Princess Zara
 "Not to any nihilist?" 

 "Alexander, Alexis, you and I are the only living beings who ever heard of it. No one else has ever known of it." 

 "Will you pardon me, prince, if I tell you that you are mistaken?" 

 "Mistaken! Do you mean, Mr. Derrington, that you doubt my word?" 

 He got upon his feet and I saw that he was angry, believing that I had wantonly offended him. I arose also and began to pace up and down the room taking care that each turn would bring me nearer to the heavy curtains which hung about one of the great windows. The prince repeated his question, this time in a louder and angrier tone than before, and when I made no reply was about to leave the room; but I made a sign that compelled him to pause. At the same instant, being sufficiently near the curtain, I made a quick leap forward and with all my strength struck with my fist the exact point behind which I thought the head of the concealed person should be located. 

 My aim was true and the blow was sufficient, for the body behind the curtain crashed against the hardwood casing of the window and then sank to the floor, motionless, and in another instant I had dragged into view the senseless form of a man in the livery of the palace servants—a man whom the prince instantly recognized as a trusted servitor of the czar—one who had been told that a guest was expected to occupy that chamber, and who had been detailed to wait upon me—one who had been especially selected for his loyalty and discretion. 

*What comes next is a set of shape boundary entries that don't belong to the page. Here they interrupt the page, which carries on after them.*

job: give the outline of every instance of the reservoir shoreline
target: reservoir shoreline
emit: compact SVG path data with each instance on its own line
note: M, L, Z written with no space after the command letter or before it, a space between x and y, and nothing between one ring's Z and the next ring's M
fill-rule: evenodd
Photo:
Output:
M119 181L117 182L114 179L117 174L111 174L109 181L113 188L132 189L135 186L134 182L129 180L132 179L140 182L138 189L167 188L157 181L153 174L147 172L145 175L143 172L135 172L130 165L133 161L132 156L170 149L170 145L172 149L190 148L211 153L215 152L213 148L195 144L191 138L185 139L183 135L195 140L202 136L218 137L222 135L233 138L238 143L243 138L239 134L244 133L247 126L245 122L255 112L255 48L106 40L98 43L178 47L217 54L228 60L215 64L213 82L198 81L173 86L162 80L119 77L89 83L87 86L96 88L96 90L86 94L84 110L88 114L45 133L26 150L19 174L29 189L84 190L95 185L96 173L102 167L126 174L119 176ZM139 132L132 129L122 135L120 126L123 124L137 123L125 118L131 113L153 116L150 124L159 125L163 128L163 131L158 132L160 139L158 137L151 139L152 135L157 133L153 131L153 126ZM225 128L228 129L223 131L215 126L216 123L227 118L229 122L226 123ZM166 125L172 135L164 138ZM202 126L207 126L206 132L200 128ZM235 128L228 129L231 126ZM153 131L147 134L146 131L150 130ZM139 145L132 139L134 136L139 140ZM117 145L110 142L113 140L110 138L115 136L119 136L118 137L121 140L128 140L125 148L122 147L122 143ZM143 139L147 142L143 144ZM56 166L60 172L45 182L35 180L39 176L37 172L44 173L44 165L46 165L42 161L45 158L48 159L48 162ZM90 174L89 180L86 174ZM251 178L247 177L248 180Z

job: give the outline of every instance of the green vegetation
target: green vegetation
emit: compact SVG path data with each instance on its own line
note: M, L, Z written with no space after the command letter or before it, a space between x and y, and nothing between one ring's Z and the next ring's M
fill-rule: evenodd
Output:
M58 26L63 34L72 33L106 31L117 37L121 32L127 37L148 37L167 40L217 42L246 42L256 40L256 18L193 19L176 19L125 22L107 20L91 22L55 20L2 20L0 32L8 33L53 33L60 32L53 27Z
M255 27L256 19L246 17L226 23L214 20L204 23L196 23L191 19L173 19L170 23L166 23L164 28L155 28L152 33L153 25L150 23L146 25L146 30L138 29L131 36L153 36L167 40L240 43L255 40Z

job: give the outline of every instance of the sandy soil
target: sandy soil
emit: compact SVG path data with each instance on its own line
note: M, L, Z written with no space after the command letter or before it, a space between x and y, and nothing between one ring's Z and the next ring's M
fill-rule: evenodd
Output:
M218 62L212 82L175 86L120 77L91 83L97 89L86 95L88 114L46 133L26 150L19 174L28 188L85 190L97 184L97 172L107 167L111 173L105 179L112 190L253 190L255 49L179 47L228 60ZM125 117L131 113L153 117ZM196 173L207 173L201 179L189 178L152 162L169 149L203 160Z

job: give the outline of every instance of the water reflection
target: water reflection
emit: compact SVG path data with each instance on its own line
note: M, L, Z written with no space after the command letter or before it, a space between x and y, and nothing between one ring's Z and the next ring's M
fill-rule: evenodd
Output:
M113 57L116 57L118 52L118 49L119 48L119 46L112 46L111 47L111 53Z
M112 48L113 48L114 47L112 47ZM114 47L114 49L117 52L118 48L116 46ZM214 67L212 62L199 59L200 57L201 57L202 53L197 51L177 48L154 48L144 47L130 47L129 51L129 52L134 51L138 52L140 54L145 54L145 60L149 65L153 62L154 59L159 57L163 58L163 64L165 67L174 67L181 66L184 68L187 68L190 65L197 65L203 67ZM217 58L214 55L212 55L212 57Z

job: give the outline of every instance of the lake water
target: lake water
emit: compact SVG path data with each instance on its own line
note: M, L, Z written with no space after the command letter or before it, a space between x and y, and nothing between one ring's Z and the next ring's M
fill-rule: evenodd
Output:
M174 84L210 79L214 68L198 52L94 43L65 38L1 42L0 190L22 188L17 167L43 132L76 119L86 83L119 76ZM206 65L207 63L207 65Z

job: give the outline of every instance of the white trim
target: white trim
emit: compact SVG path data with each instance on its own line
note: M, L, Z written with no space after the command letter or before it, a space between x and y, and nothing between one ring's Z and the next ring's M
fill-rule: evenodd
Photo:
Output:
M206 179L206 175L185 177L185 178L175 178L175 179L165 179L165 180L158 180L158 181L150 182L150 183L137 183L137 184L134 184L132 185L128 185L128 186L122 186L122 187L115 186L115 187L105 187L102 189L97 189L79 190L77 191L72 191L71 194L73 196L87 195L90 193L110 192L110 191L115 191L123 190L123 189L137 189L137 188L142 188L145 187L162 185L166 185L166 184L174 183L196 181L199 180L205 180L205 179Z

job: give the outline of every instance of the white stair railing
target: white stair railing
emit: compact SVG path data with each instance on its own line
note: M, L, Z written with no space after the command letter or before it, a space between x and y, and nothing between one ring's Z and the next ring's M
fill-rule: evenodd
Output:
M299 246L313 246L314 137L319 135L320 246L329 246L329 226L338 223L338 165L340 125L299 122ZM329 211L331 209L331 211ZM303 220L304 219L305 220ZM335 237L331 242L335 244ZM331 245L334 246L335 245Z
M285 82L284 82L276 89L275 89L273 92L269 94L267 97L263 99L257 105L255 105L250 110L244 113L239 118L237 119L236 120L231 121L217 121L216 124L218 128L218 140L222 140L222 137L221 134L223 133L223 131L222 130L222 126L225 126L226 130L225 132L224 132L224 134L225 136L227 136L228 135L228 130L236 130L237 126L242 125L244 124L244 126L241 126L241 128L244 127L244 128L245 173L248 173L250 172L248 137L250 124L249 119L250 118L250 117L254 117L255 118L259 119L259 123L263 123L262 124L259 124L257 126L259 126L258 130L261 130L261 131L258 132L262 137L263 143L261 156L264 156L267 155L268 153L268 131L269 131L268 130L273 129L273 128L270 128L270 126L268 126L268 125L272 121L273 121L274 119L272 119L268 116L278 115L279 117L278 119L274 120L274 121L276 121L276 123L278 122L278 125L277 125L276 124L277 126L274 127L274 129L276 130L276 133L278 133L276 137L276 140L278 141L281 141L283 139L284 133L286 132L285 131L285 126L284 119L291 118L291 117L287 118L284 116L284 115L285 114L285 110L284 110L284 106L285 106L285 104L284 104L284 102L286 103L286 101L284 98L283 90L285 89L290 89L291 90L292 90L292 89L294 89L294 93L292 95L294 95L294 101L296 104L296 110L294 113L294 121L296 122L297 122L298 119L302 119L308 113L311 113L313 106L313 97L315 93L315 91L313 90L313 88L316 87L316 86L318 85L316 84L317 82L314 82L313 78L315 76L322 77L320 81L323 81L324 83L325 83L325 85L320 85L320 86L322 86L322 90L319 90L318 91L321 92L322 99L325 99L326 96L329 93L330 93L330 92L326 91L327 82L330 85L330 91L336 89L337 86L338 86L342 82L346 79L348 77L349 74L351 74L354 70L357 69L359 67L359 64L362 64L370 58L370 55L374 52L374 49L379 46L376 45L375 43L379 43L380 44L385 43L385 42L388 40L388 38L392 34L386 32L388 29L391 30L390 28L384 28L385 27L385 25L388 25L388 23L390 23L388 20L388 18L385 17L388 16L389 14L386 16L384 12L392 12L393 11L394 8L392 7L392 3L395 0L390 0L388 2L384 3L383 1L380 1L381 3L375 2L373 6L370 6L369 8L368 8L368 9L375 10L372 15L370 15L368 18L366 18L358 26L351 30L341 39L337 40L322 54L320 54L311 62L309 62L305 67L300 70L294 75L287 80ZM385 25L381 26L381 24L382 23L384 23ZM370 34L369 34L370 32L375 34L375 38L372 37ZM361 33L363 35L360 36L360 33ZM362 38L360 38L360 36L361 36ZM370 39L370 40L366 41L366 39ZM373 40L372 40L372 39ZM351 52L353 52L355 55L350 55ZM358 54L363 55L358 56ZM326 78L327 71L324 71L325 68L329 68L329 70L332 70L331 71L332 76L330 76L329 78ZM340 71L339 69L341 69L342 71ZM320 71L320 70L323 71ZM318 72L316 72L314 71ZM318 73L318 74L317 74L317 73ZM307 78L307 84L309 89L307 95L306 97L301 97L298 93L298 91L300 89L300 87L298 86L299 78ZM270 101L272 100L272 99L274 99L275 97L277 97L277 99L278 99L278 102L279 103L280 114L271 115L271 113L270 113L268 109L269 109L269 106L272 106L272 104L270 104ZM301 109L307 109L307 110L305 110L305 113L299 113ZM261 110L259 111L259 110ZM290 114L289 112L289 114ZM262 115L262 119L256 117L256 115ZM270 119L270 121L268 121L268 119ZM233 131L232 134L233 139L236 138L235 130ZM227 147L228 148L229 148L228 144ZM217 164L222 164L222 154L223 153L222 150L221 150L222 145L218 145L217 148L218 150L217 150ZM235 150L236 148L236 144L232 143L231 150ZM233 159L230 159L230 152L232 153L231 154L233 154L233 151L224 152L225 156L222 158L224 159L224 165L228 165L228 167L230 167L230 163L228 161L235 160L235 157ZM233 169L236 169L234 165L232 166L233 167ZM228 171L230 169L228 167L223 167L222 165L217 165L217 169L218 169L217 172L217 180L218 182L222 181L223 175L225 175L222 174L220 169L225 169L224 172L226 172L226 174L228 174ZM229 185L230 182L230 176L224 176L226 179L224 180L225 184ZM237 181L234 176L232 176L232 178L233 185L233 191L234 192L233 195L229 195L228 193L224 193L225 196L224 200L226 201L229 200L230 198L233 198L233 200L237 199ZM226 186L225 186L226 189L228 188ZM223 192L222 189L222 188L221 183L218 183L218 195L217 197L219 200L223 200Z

 "That man heard and knew, and to-morrow the nihilists would have heard and known. Let us hope that they do not already know more than they should," I said, indicating the spy, and smiling up at the prince. 

 The fellow was evidently not a Russian. He was a tall man, lithe and sinewy rather than muscular, but he had a handsome, Patrician face; and despite his condition of insensibility, or perhaps because of it, he seemed strangely out of place in the predicament in which he was now discovered. 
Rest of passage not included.